Wenn der Körper eine Stummheit ist
Das neue Tanztheaterstück von Birgitta Trommler am Staatstheater Darmstadt
Der eiserne Vorhang im Kleinen Haus des Staatstheaters Darmstadt ist einen Spalt weit geöffnet. Nur Beine und Füße sind zu sehen wie sie hektisch hin und her laufen. Schicke Damenschuhe stoßen auf der Straße des Lebens mit eleganten Herrenhalbschuhen zusammen, Beine reiben sich aneinander, ein Rocksaum schwingt nach, während die Füße schon die Gehrichtung gewechselt haben. Ein paar modische Turnschuhe mischen sich unter das bunte Treiben, und irgendwo werden ein paar Damenbeine übereinander geschlagen, gerade so, als hätte der dazugehörige Körper auf einem unsichtbaren Stuhl Platz genommen. Wenn der Vorhang sich hebt, kehrt sich der Blick um. Nicht mehr wir sind die Eingesperrten, an denen das Leben da draußen vorbeiläuft. Für die restliche Zeit der Vorstellung blicken wir hinein in eine Gefängniszelle und in das Innenleben ihrer Insassin.

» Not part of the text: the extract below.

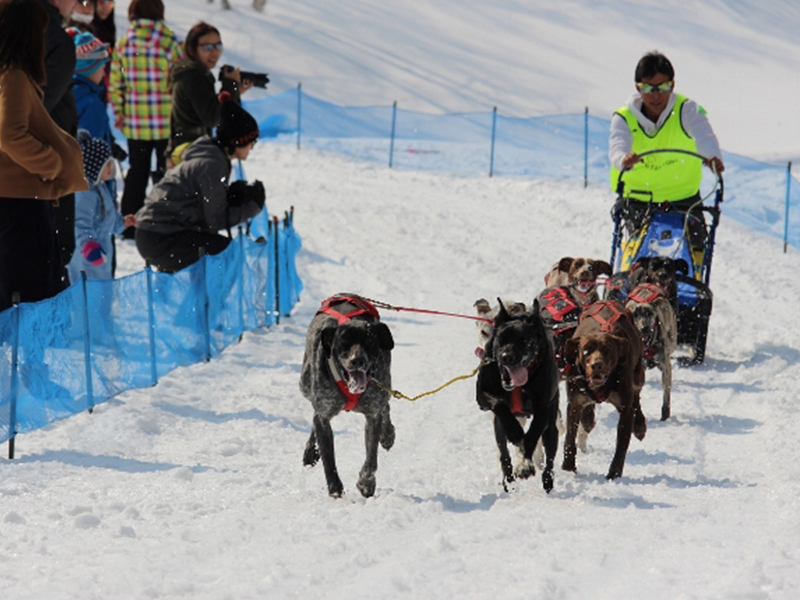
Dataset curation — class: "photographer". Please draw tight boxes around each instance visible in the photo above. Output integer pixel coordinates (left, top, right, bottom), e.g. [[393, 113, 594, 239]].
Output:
[[136, 92, 265, 273], [168, 21, 266, 166]]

Für ihr neues Tanztheaterstück „Wenn der Körper eine Stummheit ist“ haben sich Birgitta Trommler und Regina Heidecke, die für das Konzept mitverantwortlich zeichnet, mit der Situation von lebenslänglich Inhaftierten auseinadergesetzt. Als Vorbild diente ihnen die in Frankfurt/Preungesheim einsitzende ehemalige Terroristin Eva Haule. Doch das spielt in dem Stück eigentlich keine Rolle. Gudrun Schretzmeier hat die Seiten der Bühne mit hohen Gittern versehen und die Brücke hoch oben unter dem Schnürboden zu einer Wachplattform umfunktioniert, auf der immer wieder zwei Gefängniswärter auf- und ab patrollieren. Unten auf dem Boden befindet sich zwischen zwei weißen Klebebändern der schmale Aktionsraum der Protagonistin. Die Tänzerin Amelia Poveda kniet darin, ihr Oberkörper fällt nach vorne über und schnellt nach hinten zurück. Zur Seite gekippt, dreht sie sich mit angewinkelten Beinen um die eigene Achse. Eine ganze lange Weile können wir ihr Gesicht, von den wild fliegenden Haaren verdeckt, nicht sehen. Doch plötzlich bäumt sie sich auf und schlägt mit ihrer rechten Hand auf ihr pochendes Herz.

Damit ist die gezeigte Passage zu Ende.